On Sun, 6 Nov 1994, Tom Riley wrote:

> Now, if you are going to do an ethnography of a play, don't you have to be
> an actor who is in the play at the same time that you are trying to make
> some sense of the play, bith understanding it -in the sense of verstehen-
> and analyzing it? How can a spectator who is not participating do an
> ethnography- by definition?

Correct me if I'm wrong, but isn't this exactly what Milton Singer did in
Madras? Of course, it wasn't a "play" in the literary sense, but he made
a case for "cultural performance" that would serve as a reasonable model
for me.
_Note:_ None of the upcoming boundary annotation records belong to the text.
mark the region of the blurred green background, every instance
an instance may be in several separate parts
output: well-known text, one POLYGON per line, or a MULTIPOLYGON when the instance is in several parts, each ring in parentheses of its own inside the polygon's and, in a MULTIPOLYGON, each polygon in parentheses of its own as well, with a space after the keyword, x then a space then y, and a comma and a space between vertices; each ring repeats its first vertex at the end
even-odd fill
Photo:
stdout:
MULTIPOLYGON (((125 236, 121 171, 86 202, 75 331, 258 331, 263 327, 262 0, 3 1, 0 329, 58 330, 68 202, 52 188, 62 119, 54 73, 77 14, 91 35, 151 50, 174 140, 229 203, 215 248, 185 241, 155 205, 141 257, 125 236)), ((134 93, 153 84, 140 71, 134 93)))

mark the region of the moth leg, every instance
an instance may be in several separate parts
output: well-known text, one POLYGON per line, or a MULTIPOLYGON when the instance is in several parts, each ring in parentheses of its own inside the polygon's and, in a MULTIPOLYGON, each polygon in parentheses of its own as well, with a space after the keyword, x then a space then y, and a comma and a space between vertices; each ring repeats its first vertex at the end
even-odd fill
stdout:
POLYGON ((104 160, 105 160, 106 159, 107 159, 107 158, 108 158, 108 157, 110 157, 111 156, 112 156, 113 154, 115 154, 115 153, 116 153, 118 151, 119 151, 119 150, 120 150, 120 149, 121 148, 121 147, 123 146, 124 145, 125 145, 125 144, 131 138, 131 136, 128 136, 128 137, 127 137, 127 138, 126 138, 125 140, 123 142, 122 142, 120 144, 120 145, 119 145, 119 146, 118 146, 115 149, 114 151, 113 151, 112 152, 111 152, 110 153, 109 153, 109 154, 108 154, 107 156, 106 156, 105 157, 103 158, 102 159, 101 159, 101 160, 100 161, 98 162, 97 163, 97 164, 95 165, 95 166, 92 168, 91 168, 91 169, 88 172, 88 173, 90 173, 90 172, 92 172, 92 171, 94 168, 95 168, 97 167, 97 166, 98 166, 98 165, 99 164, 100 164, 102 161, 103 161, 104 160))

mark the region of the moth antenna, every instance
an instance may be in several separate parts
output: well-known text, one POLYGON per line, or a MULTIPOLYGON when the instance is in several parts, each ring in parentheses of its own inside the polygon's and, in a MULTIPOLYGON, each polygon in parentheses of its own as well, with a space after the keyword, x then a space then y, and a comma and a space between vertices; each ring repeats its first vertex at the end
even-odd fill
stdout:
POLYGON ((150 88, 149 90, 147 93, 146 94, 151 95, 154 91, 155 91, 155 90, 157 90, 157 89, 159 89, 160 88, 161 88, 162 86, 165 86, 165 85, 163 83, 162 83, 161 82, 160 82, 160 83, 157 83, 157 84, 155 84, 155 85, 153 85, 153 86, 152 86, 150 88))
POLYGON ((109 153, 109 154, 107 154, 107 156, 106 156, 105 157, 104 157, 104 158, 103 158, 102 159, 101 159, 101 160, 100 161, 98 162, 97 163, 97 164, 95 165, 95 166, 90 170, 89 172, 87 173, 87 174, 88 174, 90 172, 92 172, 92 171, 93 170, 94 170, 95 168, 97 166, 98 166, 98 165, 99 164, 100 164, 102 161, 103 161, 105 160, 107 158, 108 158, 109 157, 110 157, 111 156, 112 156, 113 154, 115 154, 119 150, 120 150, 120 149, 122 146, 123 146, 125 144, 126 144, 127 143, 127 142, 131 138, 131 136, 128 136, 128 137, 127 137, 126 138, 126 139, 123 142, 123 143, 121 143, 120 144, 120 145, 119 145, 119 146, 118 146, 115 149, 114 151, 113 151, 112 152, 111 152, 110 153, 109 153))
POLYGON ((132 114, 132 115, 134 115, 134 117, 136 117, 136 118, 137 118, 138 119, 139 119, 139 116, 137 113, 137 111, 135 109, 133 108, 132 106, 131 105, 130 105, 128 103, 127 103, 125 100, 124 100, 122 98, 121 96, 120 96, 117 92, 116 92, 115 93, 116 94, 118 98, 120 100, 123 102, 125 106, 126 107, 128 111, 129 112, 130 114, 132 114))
I have read and written about other forms of such production
(i.e., an ethnography of concert promotion, the performance interactions
in concert settings, etc.) to be convinced that an ethnography of
"plays" would never stop at the written text. That's what the Comparative
Lit folks do. There is a sociological path to having a play published;
another path to having a play produced; and myriad social relationships
leading to Opening Night. This alone seems ethnographically rich, not to
mention any "performative" or otherwise analyses.

I would recommend holding off on skepticism, at least for now.